Written by John Maroney, CEO, SMSF Association
The decision to set up a Self-Managed Super Fund (SMSF) should not be taken lightly.
Although it puts SMSF trustees on a journey towards financial self-funding in retirement, it also comes with a commitment to continually improve their knowledge about all aspects of their fund.
Running an SMSF requires a considerable amount of financial literacy.
Trustee responsibilities require a commitment of time, resources and knowledge, ranging from preparing and implementing an investment strategy, ensuring contributions are invested according to that strategy, making minimum payments when in pension phase and submitting annual tax returns and organising an annual audit.
These tasks can be undertaken with the assistance of specialist SMSF advisers. However, the ultimate responsibility for the fund sits with the trustee, who must sign off on every document.
If you get it wrong, there are consequences: falling foul of the Australian Taxation Office (ATO) could involve financial penalties as high as $50,000. If the non-compliance is serious enough, a trustee could be disqualified.

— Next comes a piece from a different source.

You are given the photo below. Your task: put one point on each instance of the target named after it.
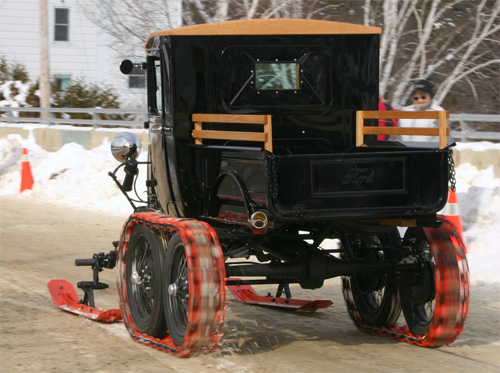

Trustees need to be on a financial self-improvement journey over the life of their SMSF.
Although much of the focus is on investment strategy, this is not the full story if the fund is to be fully compliant.
As the ATO has stated, common mistakes committed by SMSF trustees involve the sole purpose test, loans, in-house assets and the separation of assets and borrowings – better known as limited recourse borrowing arrangements.
So, how do trustees ensure they remain abreast of everything they need to know to run their SMSF?
For many, seeking out specialist advice is crucial. Significantly, most trustees do this, with 63 per cent of SMSFs established on the suggestion of a financial adviser and 81 per cent paying for advice in some form or another.
This highlights the fact trustees recognise the importance of quality advice to oversee their retirement income strategies, and, in many instances, are prepared to rely on it heavily.
Nowhere is this need for trustees to get specialist advice more crucial than in setting the fund’s investment strategy.
Over time circumstances change and trustees must respond accordingly.
The strategy must reflect the purpose and circumstances of a fund, such as the members’ retirement goals, liquidity (especially in the pension phase) or growth.
However, specialist advice about investment is just part of the equation. Trustees need to be aware of what is happening in financial markets, as the COVID-19 induced market sell-off early last year and subsequent rally highlighted.
There is no shortage of information available to help SMSF trustees. Aside from the financial media, there are specialist publications covering all asset classes and investment modes. There are also seminars, investment forums, videos and podcasts generating a wealth of information.
For trustees, the problem is not about getting news, it is about being able to separate the good from the very best information. This is why having a trusted adviser to bounce ideas off can be so crucial.
The SMSF Association hosts a SMSF Connect website that contains extensive educational material.
The ATO also offers an authoritive range of resources, tools and services to make managing the regulatory and tax aspects of an SMSF easier. It includes about 30 short videos that provide a comprehensive overview of the sector as well as links to free online education courses.
The ATO can direct a trustee to undertake an educational course if they have contravened superannuation law.
Running an SMSF can be fulfilling, as about 1.1 million Australians are discovering. It puts them in direct control of their retirement income strategy.
However, with that control comes responsibility and that can only be achieved if trustees continually improve their financial literacy. The information and specialist advisers to help do this are available – they just need to be accessed.